Installing DataFusion Comet

Prerequisites

Make sure the following requirements are met and software installed on your machine.

Supported Operating Systems

  • Linux

  • Apple OSX (Intel and Apple Silicon)

Supported Spark Versions

Comet currently supports the following versions of Apache Spark:

  • 3.3.x (Java 8/11/17, Scala 2.12/2.13)

  • 3.4.x (Java 8/11/17, Scala 2.12/2.13)

  • 3.5.x (Java 8/11/17, Scala 2.12/2.13)

Experimental support is provided for the following versions of Apache Spark and is intended for development/testing use only and should not be used in production yet.

  • 4.0.0-preview1 (Java 17/21, Scala 2.13)

Note that Comet may not fully work with proprietary forks of Apache Spark such as the Spark versions offered by Cloud Service Providers.

Using a Published JAR File

Comet jar files are available in Maven Central for amd64 and arm64 architectures for Linux. For Apple OSX, it is currently necessary to build from source.

Here are the direct links for downloading the Comet jar file.

Building from source

Refer to the Building from Source guide for instructions from building Comet from source, either from official source releases, or from the latest code in the GitHub repository.

Deploying to Kubernetes

See the Comet Kubernetes Guide guide.

Run Spark Shell with Comet enabled

Make sure SPARK_HOME points to the same Spark version as Comet was built for.

export COMET_JAR=spark/target/comet-spark-spark3.4_2.12-0.5.0-SNAPSHOT.jar

$SPARK_HOME/bin/spark-shell \
    --jars $COMET_JAR \
    --conf spark.driver.extraClassPath=$COMET_JAR \
    --conf spark.executor.extraClassPath=$COMET_JAR \
    --conf spark.plugins=org.apache.spark.CometPlugin \
    --conf spark.shuffle.manager=org.apache.spark.sql.comet.execution.shuffle.CometShuffleManager
    --conf spark.comet.explainFallback.enabled=true \
    --conf spark.memory.offHeap.enabled=true \
    --conf spark.memory.offHeap.size=16g \

Verify Comet enabled for Spark SQL query

Create a test Parquet source

scala> (0 until 10).toDF("a").write.mode("overwrite").parquet("/tmp/test")

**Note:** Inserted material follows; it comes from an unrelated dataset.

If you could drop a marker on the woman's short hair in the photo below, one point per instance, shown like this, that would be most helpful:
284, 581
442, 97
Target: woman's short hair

Query the data from the test source and check:

  • INFO message shows the native Comet library has been initialized.

  • The query plan reflects Comet operators being used for this query instead of Spark ones

scala> spark.read.parquet("/tmp/test").createOrReplaceTempView("t1")
scala> spark.sql("select * from t1 where a > 5").explain
INFO src/lib.rs: Comet native library initialized
== Physical Plan ==
        *(1) ColumnarToRow
        +- CometFilter [a#14], (isnotnull(a#14) AND (a#14 > 5))
          +- CometScan parquet [a#14] Batched: true, DataFilters: [isnotnull(a#14), (a#14 > 5)],
             Format: CometParquet, Location: InMemoryFileIndex(1 paths)[file:/tmp/test], PartitionFilters: [],
             PushedFilters: [IsNotNull(a), GreaterThan(a,5)], ReadSchema: struct<a:int>

With the configuration spark.comet.explainFallback.enabled=true, Comet will log any reasons that prevent a plan from being executed natively.

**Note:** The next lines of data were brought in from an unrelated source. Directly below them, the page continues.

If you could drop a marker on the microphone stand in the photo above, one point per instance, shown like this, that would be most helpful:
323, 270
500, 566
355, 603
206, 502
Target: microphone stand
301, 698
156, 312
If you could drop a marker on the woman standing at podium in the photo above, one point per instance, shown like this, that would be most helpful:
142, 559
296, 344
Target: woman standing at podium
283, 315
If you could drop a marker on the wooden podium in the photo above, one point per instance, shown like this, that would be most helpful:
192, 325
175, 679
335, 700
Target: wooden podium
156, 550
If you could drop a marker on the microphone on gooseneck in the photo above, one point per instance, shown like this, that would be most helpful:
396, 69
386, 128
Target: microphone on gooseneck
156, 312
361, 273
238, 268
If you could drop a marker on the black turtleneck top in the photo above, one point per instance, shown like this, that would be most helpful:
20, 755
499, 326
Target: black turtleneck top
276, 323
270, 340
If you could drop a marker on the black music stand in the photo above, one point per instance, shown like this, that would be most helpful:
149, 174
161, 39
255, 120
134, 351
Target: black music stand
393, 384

scala> Seq(1,2,3,4).toDF("a").write.parquet("/tmp/test.parquet")
WARN CometSparkSessionExtensions$CometExecRule: Comet cannot execute some parts of this plan natively because:
  - LocalTableScan is not supported
  - WriteFiles is not supported
  - Execute InsertIntoHadoopFsRelationCommand is not supported

Additional Configuration

Depending on your deployment mode you may also need to set the driver & executor class path(s) to explicitly contain Comet otherwise Spark may use a different class-loader for the Comet components than its internal components which will then fail at runtime. For example:

--driver-class-path spark/target/comet-spark-spark3.4_2.12-0.5.0-SNAPSHOT.jar

Some cluster managers may require additional configuration, see https://spark.apache.org/docs/latest/cluster-overview.html

Memory tuning

In addition to Apache Spark memory configuration parameters, Comet introduces additional parameters to configure memory allocation for native execution. See Comet Memory Tuning for details.